Brian Harnetty is a composer and sound artist whose work connects sonic archives, performance, ecology, and place.

Artist Bio

Shawnee, Ohio is a series of audiovisual portraits of people from a small Appalachian mining town. It uses archival recordings, video, and images alongside newly composed music to critically explore issues of extraction, economy, and ecology in the region. Shawnee’s history includes coal, gas, oil, and clay extraction, and the formation of early labor unions. The town’s downturn and partial restoration act as an ethos of the struggles and hopes of the larger region, now immersed in a controversial fracking boom.
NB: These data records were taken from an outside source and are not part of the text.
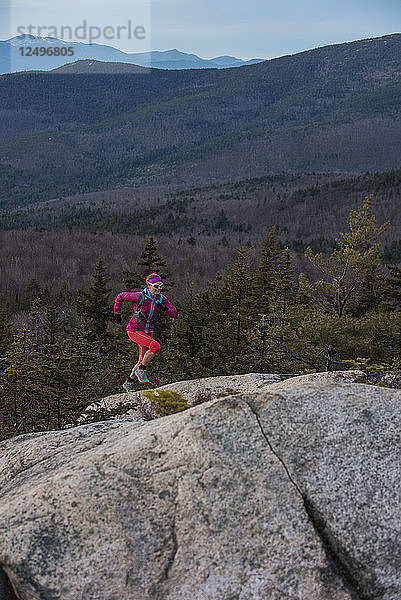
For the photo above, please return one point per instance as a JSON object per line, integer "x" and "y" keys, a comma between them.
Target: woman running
{"x": 147, "y": 305}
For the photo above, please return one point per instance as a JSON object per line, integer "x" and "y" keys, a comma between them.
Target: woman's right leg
{"x": 152, "y": 347}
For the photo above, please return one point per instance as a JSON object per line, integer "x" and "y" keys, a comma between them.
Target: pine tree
{"x": 391, "y": 289}
{"x": 263, "y": 275}
{"x": 25, "y": 407}
{"x": 6, "y": 330}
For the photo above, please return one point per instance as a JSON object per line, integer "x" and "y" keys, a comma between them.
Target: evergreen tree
{"x": 391, "y": 289}
{"x": 6, "y": 330}
{"x": 25, "y": 407}
{"x": 264, "y": 274}
{"x": 275, "y": 330}
{"x": 228, "y": 318}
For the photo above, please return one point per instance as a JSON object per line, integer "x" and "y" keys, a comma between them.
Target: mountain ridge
{"x": 12, "y": 61}
{"x": 331, "y": 109}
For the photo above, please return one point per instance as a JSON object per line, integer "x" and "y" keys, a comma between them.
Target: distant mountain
{"x": 85, "y": 67}
{"x": 11, "y": 59}
{"x": 335, "y": 108}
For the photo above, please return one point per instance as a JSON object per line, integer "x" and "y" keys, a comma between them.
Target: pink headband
{"x": 155, "y": 279}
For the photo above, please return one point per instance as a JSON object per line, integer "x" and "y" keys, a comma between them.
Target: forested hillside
{"x": 64, "y": 353}
{"x": 334, "y": 108}
{"x": 197, "y": 228}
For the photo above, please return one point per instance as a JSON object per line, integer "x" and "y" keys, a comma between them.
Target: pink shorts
{"x": 144, "y": 340}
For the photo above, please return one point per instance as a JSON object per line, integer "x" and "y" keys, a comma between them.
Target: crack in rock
{"x": 6, "y": 589}
{"x": 329, "y": 545}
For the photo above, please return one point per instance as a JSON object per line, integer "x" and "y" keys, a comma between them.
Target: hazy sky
{"x": 253, "y": 28}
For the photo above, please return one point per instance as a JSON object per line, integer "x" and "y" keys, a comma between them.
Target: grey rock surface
{"x": 285, "y": 493}
{"x": 193, "y": 390}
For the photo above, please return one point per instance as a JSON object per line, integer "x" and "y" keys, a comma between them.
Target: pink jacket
{"x": 150, "y": 309}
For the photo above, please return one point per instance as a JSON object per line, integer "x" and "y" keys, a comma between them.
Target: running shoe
{"x": 141, "y": 375}
{"x": 129, "y": 386}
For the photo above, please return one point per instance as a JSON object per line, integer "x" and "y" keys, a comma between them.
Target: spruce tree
{"x": 25, "y": 406}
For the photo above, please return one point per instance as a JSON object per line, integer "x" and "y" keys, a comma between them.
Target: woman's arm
{"x": 125, "y": 297}
{"x": 168, "y": 308}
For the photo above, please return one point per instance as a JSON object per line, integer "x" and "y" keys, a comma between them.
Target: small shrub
{"x": 201, "y": 397}
{"x": 168, "y": 401}
{"x": 371, "y": 373}
{"x": 228, "y": 392}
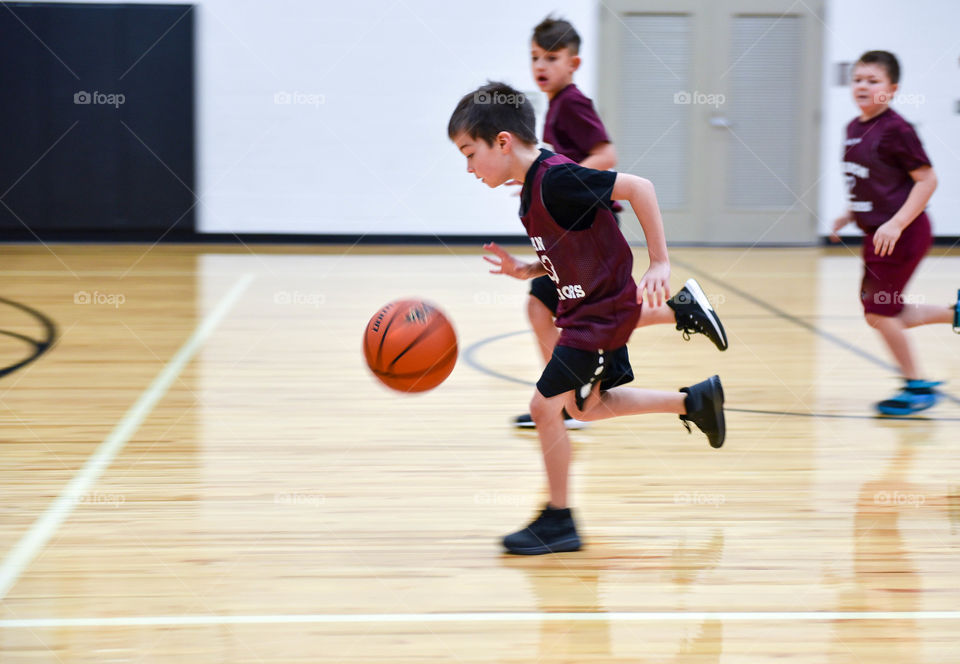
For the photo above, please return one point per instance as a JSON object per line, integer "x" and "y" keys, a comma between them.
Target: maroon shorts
{"x": 885, "y": 277}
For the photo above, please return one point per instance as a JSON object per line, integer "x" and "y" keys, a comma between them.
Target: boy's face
{"x": 489, "y": 163}
{"x": 871, "y": 87}
{"x": 552, "y": 70}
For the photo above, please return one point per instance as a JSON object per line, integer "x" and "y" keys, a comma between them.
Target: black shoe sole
{"x": 696, "y": 290}
{"x": 717, "y": 401}
{"x": 563, "y": 546}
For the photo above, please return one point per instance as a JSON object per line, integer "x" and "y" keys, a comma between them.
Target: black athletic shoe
{"x": 551, "y": 532}
{"x": 704, "y": 404}
{"x": 696, "y": 316}
{"x": 526, "y": 422}
{"x": 956, "y": 315}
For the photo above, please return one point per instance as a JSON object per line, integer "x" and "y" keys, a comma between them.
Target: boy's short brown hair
{"x": 554, "y": 34}
{"x": 885, "y": 59}
{"x": 493, "y": 108}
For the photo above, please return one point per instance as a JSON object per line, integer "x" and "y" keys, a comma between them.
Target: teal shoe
{"x": 916, "y": 395}
{"x": 956, "y": 314}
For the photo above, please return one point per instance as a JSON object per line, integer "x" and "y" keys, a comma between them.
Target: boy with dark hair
{"x": 573, "y": 128}
{"x": 890, "y": 180}
{"x": 565, "y": 209}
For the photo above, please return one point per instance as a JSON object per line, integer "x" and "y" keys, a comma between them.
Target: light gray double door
{"x": 717, "y": 103}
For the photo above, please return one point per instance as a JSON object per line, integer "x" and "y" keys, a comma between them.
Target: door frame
{"x": 710, "y": 34}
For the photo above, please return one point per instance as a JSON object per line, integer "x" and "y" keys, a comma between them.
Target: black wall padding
{"x": 72, "y": 166}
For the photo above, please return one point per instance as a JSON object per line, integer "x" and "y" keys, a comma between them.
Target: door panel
{"x": 716, "y": 103}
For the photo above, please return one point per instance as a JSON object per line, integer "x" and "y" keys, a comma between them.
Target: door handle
{"x": 720, "y": 122}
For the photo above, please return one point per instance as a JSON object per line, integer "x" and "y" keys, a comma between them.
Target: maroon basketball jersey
{"x": 877, "y": 159}
{"x": 572, "y": 126}
{"x": 591, "y": 268}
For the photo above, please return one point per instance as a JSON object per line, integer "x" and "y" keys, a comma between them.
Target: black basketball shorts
{"x": 578, "y": 370}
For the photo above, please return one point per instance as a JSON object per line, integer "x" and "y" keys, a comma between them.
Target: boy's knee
{"x": 873, "y": 320}
{"x": 541, "y": 407}
{"x": 538, "y": 311}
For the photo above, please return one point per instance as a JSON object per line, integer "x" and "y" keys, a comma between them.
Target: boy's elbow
{"x": 611, "y": 155}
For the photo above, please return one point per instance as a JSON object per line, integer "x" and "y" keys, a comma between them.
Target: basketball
{"x": 410, "y": 346}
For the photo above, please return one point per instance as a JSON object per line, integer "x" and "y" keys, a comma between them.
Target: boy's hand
{"x": 885, "y": 238}
{"x": 656, "y": 283}
{"x": 505, "y": 263}
{"x": 839, "y": 223}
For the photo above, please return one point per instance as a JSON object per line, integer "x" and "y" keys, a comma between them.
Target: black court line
{"x": 469, "y": 357}
{"x": 823, "y": 334}
{"x": 39, "y": 346}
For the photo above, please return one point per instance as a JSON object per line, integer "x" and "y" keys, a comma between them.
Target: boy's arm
{"x": 507, "y": 264}
{"x": 602, "y": 157}
{"x": 643, "y": 199}
{"x": 924, "y": 184}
Shawnee, Ohio considers these histories, evokes place through sound, and listens to the present alongside traces of the past. In their own voices, local residents recount their lives, work, friendships, and deeds. They talk and sing of mining, disasters, underground fires, murders, social life, protest, and hope. They include women and men; they are black and white; and they span across generations and centuries.